[Reprinted by arrangement with Hamish Hamilton, an imprint of Penguin Random House, from American Interior by Gruff Rhys. Copyright © Gruff Rhys.]
In 1792 John Evans, a 22-year-old farmhand and weaver from the village of Waunfawr in the mountains of Snowdonia, Wales, responded to a plea from the great Welsh cultural mischief-maker Iolo Morganwg to settle, for once and for all time, the quandary of whether there was indeed a tribe of Welsh-speaking Native Americans still walking the Great Plains, descendants of Prince Madog, who was widely believed (especially by Welsh historical revisionists) to have discovered America in 1170. With the aid of a loan from a gullible friend, Evans set sail to Baltimore to begin the greatest of adventures, whereupon he set off on foot and disappeared into the Allegheny Mountains with one dollar and seventy-five cents to his name, in search of the lost tribe. Wales, a rocky peninsular outcrop sticking out of the west of England into the Irish Sea, was the last refuge of the Brythonic ‘Welsh’ people, who had once roamed throughout the British Isle – but by the sixteenth century had been pummelled remorselessly by the emerging English crown, ever since the Romans had left.
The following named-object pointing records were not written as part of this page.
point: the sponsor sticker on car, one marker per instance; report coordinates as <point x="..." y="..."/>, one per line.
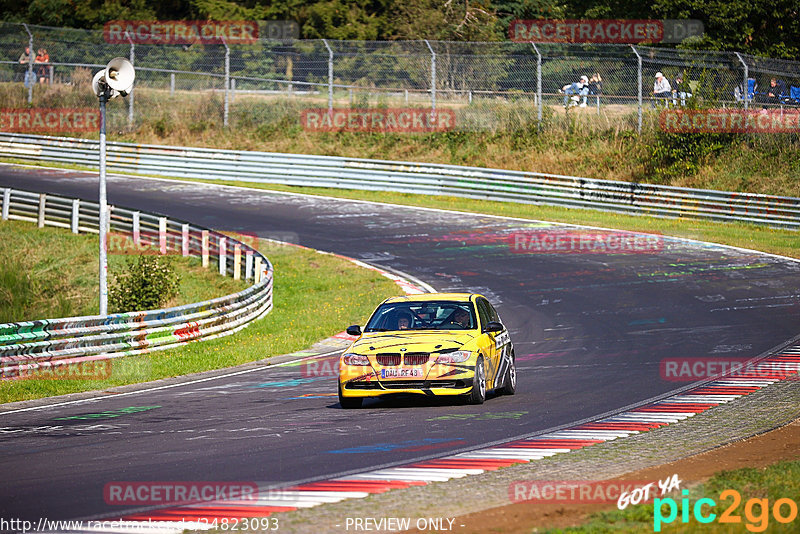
<point x="414" y="372"/>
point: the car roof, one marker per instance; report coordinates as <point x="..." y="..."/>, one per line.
<point x="429" y="297"/>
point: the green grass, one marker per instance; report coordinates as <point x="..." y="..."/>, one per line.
<point x="35" y="283"/>
<point x="777" y="481"/>
<point x="315" y="295"/>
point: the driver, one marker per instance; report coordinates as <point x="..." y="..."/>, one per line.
<point x="460" y="318"/>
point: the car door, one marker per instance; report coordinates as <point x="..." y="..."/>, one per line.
<point x="492" y="360"/>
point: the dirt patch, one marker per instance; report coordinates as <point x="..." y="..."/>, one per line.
<point x="759" y="451"/>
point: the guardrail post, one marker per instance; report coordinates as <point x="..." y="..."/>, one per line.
<point x="538" y="83"/>
<point x="237" y="261"/>
<point x="745" y="89"/>
<point x="76" y="215"/>
<point x="248" y="264"/>
<point x="42" y="200"/>
<point x="227" y="82"/>
<point x="433" y="80"/>
<point x="162" y="235"/>
<point x="6" y="202"/>
<point x="639" y="84"/>
<point x="330" y="77"/>
<point x="204" y="247"/>
<point x="185" y="240"/>
<point x="136" y="228"/>
<point x="222" y="256"/>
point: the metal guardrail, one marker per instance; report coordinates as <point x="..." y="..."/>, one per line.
<point x="31" y="345"/>
<point x="421" y="178"/>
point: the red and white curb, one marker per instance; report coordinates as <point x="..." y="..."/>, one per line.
<point x="206" y="515"/>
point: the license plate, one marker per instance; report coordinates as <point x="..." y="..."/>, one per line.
<point x="413" y="372"/>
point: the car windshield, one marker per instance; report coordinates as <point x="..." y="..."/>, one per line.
<point x="438" y="315"/>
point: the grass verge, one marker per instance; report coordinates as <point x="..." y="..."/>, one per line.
<point x="315" y="295"/>
<point x="758" y="491"/>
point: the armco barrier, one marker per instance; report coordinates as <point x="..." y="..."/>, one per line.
<point x="26" y="346"/>
<point x="423" y="178"/>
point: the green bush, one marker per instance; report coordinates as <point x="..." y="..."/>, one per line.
<point x="148" y="282"/>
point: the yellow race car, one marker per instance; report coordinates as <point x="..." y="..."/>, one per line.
<point x="430" y="344"/>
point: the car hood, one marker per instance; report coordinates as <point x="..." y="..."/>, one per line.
<point x="414" y="341"/>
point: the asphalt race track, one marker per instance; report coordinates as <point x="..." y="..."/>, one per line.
<point x="590" y="331"/>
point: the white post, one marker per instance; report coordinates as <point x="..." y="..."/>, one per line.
<point x="248" y="264"/>
<point x="204" y="247"/>
<point x="237" y="261"/>
<point x="222" y="256"/>
<point x="185" y="240"/>
<point x="136" y="228"/>
<point x="42" y="200"/>
<point x="162" y="235"/>
<point x="6" y="202"/>
<point x="76" y="214"/>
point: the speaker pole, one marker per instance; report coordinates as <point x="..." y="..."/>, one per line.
<point x="103" y="207"/>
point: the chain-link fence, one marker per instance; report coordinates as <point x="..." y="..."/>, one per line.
<point x="491" y="85"/>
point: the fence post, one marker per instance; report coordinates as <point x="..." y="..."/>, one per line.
<point x="639" y="84"/>
<point x="130" y="94"/>
<point x="227" y="82"/>
<point x="162" y="235"/>
<point x="6" y="202"/>
<point x="76" y="215"/>
<point x="42" y="200"/>
<point x="330" y="77"/>
<point x="222" y="256"/>
<point x="31" y="78"/>
<point x="433" y="80"/>
<point x="538" y="83"/>
<point x="184" y="239"/>
<point x="204" y="247"/>
<point x="745" y="89"/>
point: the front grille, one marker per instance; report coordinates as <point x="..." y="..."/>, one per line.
<point x="388" y="359"/>
<point x="415" y="358"/>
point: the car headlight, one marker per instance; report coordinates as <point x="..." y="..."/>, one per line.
<point x="457" y="356"/>
<point x="355" y="359"/>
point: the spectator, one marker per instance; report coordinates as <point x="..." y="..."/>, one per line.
<point x="680" y="90"/>
<point x="596" y="86"/>
<point x="42" y="58"/>
<point x="661" y="87"/>
<point x="776" y="91"/>
<point x="575" y="89"/>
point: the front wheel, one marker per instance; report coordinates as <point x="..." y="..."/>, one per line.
<point x="349" y="402"/>
<point x="478" y="393"/>
<point x="510" y="380"/>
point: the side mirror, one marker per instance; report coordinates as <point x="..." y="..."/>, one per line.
<point x="494" y="327"/>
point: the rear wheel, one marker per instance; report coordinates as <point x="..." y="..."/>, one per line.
<point x="478" y="393"/>
<point x="510" y="380"/>
<point x="349" y="402"/>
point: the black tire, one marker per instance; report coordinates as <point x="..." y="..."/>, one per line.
<point x="478" y="393"/>
<point x="349" y="403"/>
<point x="510" y="380"/>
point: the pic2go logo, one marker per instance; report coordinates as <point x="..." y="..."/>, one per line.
<point x="756" y="511"/>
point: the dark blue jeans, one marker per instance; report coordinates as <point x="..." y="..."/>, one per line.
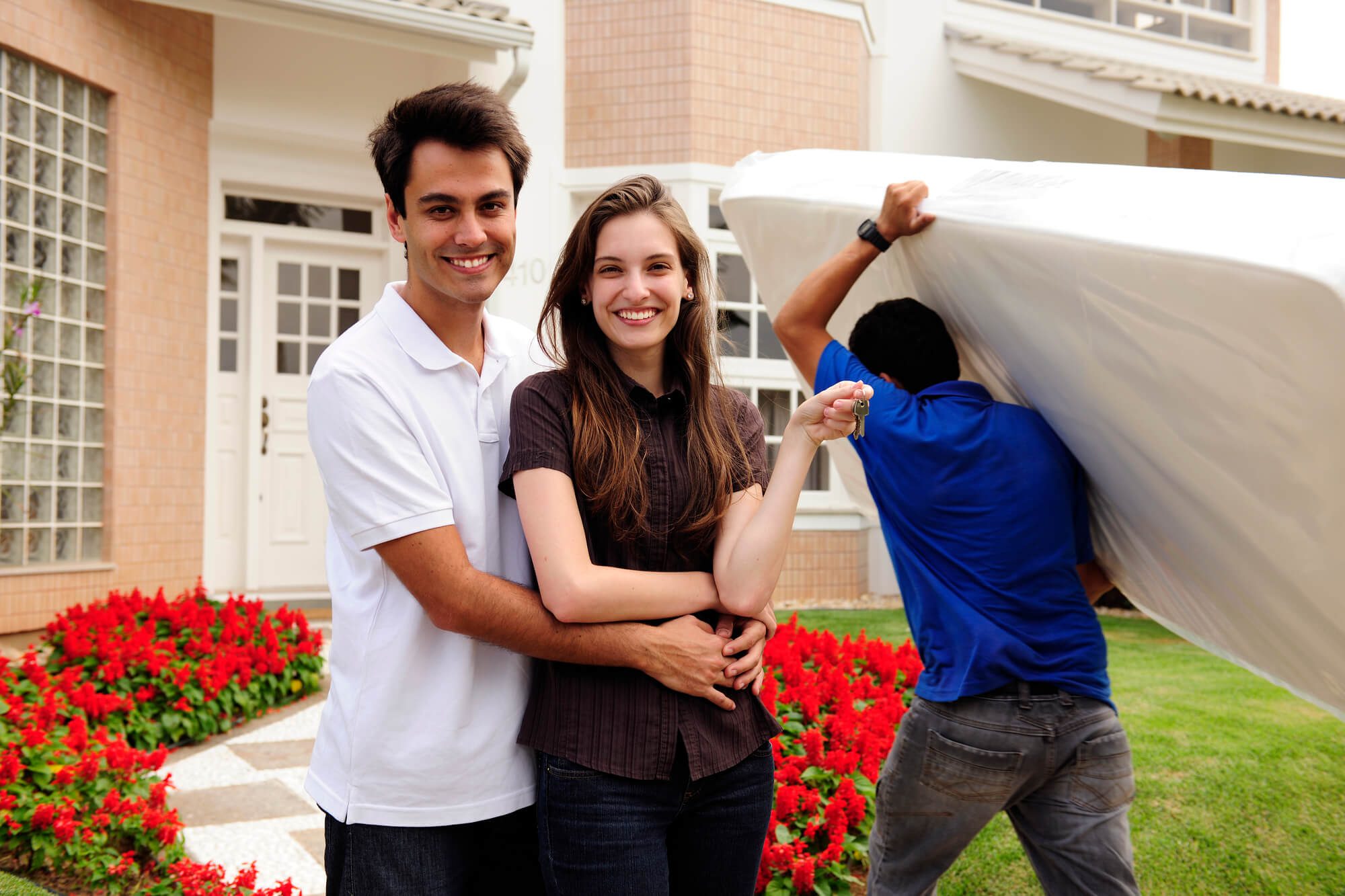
<point x="490" y="857"/>
<point x="619" y="836"/>
<point x="1058" y="764"/>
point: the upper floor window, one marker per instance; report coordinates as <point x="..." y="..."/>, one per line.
<point x="1221" y="24"/>
<point x="54" y="181"/>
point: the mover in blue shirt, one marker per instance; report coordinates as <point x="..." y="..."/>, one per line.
<point x="985" y="516"/>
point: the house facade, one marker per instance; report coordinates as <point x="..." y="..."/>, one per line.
<point x="190" y="181"/>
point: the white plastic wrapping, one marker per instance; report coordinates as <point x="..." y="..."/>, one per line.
<point x="1184" y="331"/>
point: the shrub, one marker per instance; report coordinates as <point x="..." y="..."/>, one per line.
<point x="840" y="704"/>
<point x="80" y="741"/>
<point x="171" y="671"/>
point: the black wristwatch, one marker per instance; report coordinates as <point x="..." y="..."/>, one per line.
<point x="870" y="231"/>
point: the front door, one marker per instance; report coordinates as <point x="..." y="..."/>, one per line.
<point x="311" y="296"/>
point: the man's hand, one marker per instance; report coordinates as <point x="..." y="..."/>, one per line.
<point x="900" y="214"/>
<point x="688" y="655"/>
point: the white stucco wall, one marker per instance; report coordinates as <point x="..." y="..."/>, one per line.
<point x="922" y="106"/>
<point x="1237" y="157"/>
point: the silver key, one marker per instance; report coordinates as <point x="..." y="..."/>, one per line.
<point x="861" y="409"/>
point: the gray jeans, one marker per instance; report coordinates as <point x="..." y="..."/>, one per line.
<point x="1056" y="763"/>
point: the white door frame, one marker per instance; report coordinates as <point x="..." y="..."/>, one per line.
<point x="254" y="358"/>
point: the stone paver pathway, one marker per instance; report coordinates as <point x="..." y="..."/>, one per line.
<point x="243" y="799"/>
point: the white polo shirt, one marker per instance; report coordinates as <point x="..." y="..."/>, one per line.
<point x="420" y="725"/>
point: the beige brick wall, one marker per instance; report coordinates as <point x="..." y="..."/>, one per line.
<point x="675" y="81"/>
<point x="157" y="64"/>
<point x="824" y="569"/>
<point x="1179" y="151"/>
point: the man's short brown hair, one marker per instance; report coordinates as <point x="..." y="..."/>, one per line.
<point x="463" y="115"/>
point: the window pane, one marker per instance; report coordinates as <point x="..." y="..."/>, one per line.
<point x="68" y="505"/>
<point x="287" y="357"/>
<point x="68" y="544"/>
<point x="346" y="319"/>
<point x="228" y="356"/>
<point x="93" y="384"/>
<point x="774" y="405"/>
<point x="15" y="460"/>
<point x="46" y="87"/>
<point x="92" y="544"/>
<point x="68" y="430"/>
<point x="348" y="284"/>
<point x="767" y="345"/>
<point x="319" y="319"/>
<point x="289" y="279"/>
<point x="68" y="464"/>
<point x="287" y="318"/>
<point x="229" y="275"/>
<point x="93" y="464"/>
<point x="735" y="280"/>
<point x="734" y="325"/>
<point x="1087" y="9"/>
<point x="229" y="315"/>
<point x="93" y="424"/>
<point x="319" y="282"/>
<point x="45" y="128"/>
<point x="10" y="541"/>
<point x="315" y="350"/>
<point x="40" y="545"/>
<point x="92" y="505"/>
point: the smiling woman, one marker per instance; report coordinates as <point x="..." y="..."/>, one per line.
<point x="640" y="481"/>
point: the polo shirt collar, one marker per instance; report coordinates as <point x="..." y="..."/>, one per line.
<point x="957" y="389"/>
<point x="419" y="341"/>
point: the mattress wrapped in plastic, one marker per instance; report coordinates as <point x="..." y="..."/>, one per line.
<point x="1184" y="331"/>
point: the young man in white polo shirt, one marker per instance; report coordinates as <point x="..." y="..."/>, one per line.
<point x="416" y="762"/>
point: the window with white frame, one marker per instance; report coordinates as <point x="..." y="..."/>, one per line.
<point x="1219" y="24"/>
<point x="54" y="179"/>
<point x="777" y="405"/>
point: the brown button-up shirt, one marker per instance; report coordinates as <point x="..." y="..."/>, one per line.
<point x="619" y="720"/>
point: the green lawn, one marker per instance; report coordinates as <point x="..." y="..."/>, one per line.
<point x="1241" y="784"/>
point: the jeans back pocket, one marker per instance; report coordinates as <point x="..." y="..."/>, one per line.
<point x="969" y="772"/>
<point x="1104" y="778"/>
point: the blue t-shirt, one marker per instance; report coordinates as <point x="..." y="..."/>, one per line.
<point x="985" y="516"/>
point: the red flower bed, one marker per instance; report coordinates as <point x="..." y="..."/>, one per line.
<point x="169" y="671"/>
<point x="840" y="704"/>
<point x="81" y="736"/>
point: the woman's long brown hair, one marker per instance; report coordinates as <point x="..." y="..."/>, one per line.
<point x="607" y="454"/>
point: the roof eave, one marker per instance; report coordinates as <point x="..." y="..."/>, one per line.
<point x="1151" y="110"/>
<point x="430" y="30"/>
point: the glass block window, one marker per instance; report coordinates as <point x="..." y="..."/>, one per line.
<point x="743" y="318"/>
<point x="314" y="306"/>
<point x="777" y="405"/>
<point x="54" y="179"/>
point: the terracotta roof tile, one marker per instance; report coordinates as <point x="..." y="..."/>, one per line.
<point x="1183" y="84"/>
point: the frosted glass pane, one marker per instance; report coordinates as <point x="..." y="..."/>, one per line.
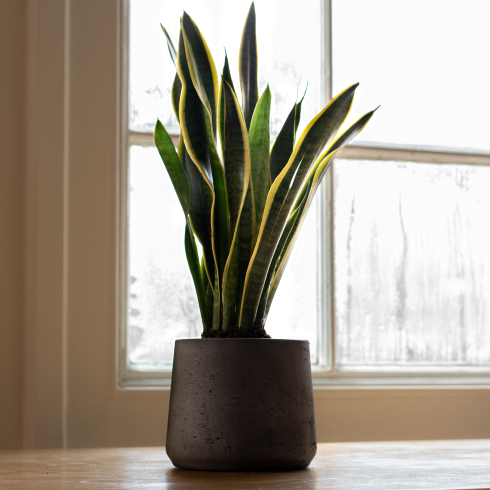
<point x="287" y="62"/>
<point x="162" y="301"/>
<point x="425" y="62"/>
<point x="412" y="263"/>
<point x="294" y="311"/>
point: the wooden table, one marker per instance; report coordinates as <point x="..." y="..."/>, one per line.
<point x="378" y="465"/>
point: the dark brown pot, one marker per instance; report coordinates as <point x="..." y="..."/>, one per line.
<point x="241" y="405"/>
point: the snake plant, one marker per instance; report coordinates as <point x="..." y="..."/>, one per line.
<point x="243" y="200"/>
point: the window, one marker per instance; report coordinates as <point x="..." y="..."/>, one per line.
<point x="390" y="275"/>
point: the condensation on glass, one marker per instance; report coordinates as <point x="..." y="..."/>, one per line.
<point x="288" y="41"/>
<point x="162" y="302"/>
<point x="412" y="264"/>
<point x="425" y="62"/>
<point x="162" y="299"/>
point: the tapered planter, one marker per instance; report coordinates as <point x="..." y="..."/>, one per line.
<point x="241" y="405"/>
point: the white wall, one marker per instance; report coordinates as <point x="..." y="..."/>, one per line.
<point x="12" y="65"/>
<point x="60" y="152"/>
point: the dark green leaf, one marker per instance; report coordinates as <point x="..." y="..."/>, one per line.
<point x="173" y="165"/>
<point x="259" y="139"/>
<point x="221" y="222"/>
<point x="284" y="143"/>
<point x="305" y="199"/>
<point x="247" y="66"/>
<point x="195" y="268"/>
<point x="200" y="210"/>
<point x="170" y="44"/>
<point x="281" y="248"/>
<point x="176" y="91"/>
<point x="237" y="165"/>
<point x="319" y="133"/>
<point x="205" y="65"/>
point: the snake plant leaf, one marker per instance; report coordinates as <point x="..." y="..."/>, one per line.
<point x="284" y="143"/>
<point x="170" y="44"/>
<point x="221" y="222"/>
<point x="286" y="236"/>
<point x="177" y="85"/>
<point x="221" y="102"/>
<point x="200" y="209"/>
<point x="209" y="304"/>
<point x="174" y="166"/>
<point x="259" y="139"/>
<point x="248" y="237"/>
<point x="238" y="168"/>
<point x="195" y="268"/>
<point x="217" y="310"/>
<point x="191" y="113"/>
<point x="305" y="199"/>
<point x="247" y="67"/>
<point x="298" y="111"/>
<point x="227" y="73"/>
<point x="319" y="133"/>
<point x="347" y="136"/>
<point x="205" y="65"/>
<point x="233" y="149"/>
<point x="176" y="91"/>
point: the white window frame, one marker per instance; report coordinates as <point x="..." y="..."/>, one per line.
<point x="325" y="373"/>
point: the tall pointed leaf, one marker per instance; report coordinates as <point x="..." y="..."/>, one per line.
<point x="237" y="159"/>
<point x="195" y="268"/>
<point x="174" y="166"/>
<point x="205" y="66"/>
<point x="259" y="139"/>
<point x="176" y="91"/>
<point x="319" y="132"/>
<point x="284" y="143"/>
<point x="221" y="113"/>
<point x="305" y="199"/>
<point x="200" y="209"/>
<point x="247" y="66"/>
<point x="222" y="224"/>
<point x="177" y="85"/>
<point x="281" y="248"/>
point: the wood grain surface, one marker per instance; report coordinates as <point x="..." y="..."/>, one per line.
<point x="378" y="465"/>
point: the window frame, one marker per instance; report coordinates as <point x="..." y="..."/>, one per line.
<point x="326" y="375"/>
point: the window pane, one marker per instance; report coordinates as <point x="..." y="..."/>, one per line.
<point x="425" y="62"/>
<point x="412" y="263"/>
<point x="294" y="312"/>
<point x="163" y="303"/>
<point x="286" y="61"/>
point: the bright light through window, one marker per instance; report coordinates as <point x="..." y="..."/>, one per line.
<point x="163" y="304"/>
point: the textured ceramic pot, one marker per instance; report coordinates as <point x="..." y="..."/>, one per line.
<point x="241" y="405"/>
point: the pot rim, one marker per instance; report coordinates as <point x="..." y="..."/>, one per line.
<point x="242" y="339"/>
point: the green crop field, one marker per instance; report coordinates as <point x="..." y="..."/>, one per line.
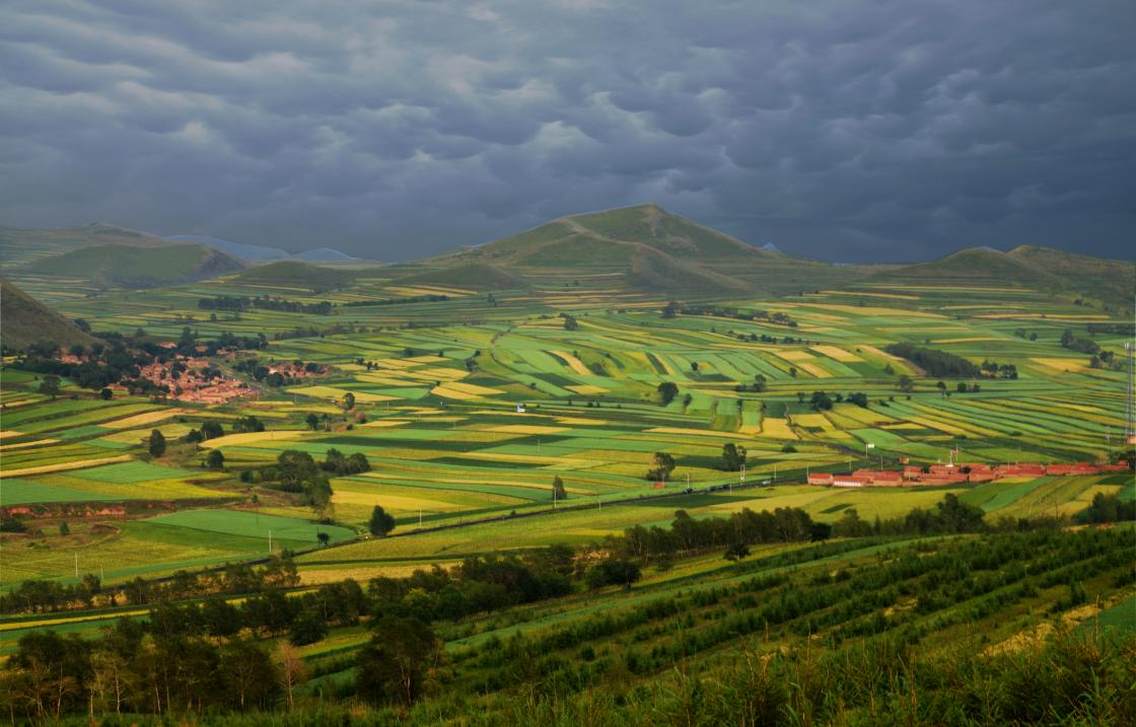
<point x="460" y="397"/>
<point x="436" y="407"/>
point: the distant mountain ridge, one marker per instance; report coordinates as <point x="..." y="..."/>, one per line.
<point x="125" y="266"/>
<point x="264" y="253"/>
<point x="1025" y="266"/>
<point x="644" y="248"/>
<point x="252" y="253"/>
<point x="26" y="320"/>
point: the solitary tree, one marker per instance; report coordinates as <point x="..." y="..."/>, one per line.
<point x="736" y="551"/>
<point x="558" y="489"/>
<point x="157" y="443"/>
<point x="50" y="385"/>
<point x="381" y="521"/>
<point x="663" y="464"/>
<point x="393" y="666"/>
<point x="733" y="457"/>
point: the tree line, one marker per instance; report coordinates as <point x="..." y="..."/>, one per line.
<point x="265" y="302"/>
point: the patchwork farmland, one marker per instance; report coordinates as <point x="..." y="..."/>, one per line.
<point x="467" y="406"/>
<point x="557" y="474"/>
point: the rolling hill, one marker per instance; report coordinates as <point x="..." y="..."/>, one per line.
<point x="264" y="253"/>
<point x="1026" y="266"/>
<point x="25" y="320"/>
<point x="126" y="266"/>
<point x="295" y="274"/>
<point x="22" y="245"/>
<point x="645" y="248"/>
<point x="252" y="253"/>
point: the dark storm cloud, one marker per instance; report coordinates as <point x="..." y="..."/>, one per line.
<point x="848" y="130"/>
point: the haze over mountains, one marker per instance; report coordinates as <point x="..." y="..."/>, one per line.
<point x="642" y="248"/>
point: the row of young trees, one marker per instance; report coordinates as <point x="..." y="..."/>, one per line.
<point x="265" y="302"/>
<point x="38" y="596"/>
<point x="784" y="525"/>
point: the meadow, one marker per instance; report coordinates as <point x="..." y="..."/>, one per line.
<point x="440" y="384"/>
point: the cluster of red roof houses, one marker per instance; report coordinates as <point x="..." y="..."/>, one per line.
<point x="954" y="474"/>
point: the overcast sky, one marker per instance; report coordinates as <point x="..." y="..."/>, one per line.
<point x="848" y="131"/>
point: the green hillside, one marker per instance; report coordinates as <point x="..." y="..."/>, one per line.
<point x="1097" y="277"/>
<point x="24" y="320"/>
<point x="1027" y="267"/>
<point x="645" y="248"/>
<point x="293" y="274"/>
<point x="469" y="275"/>
<point x="21" y="245"/>
<point x="125" y="266"/>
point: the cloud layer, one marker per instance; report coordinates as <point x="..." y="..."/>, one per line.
<point x="843" y="130"/>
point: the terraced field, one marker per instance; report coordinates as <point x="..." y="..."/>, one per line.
<point x="466" y="409"/>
It was out of this depressing vacuum that the legend of Madog emerged. From a cynical perspective, Prince Madog was a most useful invention, based on a thirteenth-century romantic saga, ‘Madoc’, concerning a Welsh seafarer of Viking blood, from the pen of the Flemish bard ‘Willem’, best known for ‘Reynard the Fox’. It was Dr John Dee, a mystic of Welsh descent (and from a republican stand-point, the Goebbels to Queen Elizabeth I’s Hitler), who presented Madog as a historical figure – taking liberties with a post-Columbus Welsh take on the Madog story by his contemporary Humphrey Llwyd. As the great colonial powers of Europe began to cast their greedy nets towards the Americas, Dee realized that if he could prove that the medieval Welsh had already settled there it would give a Brythonic monarch a moral claim to those lands, which were already being snapped up rapidly by the Spanish.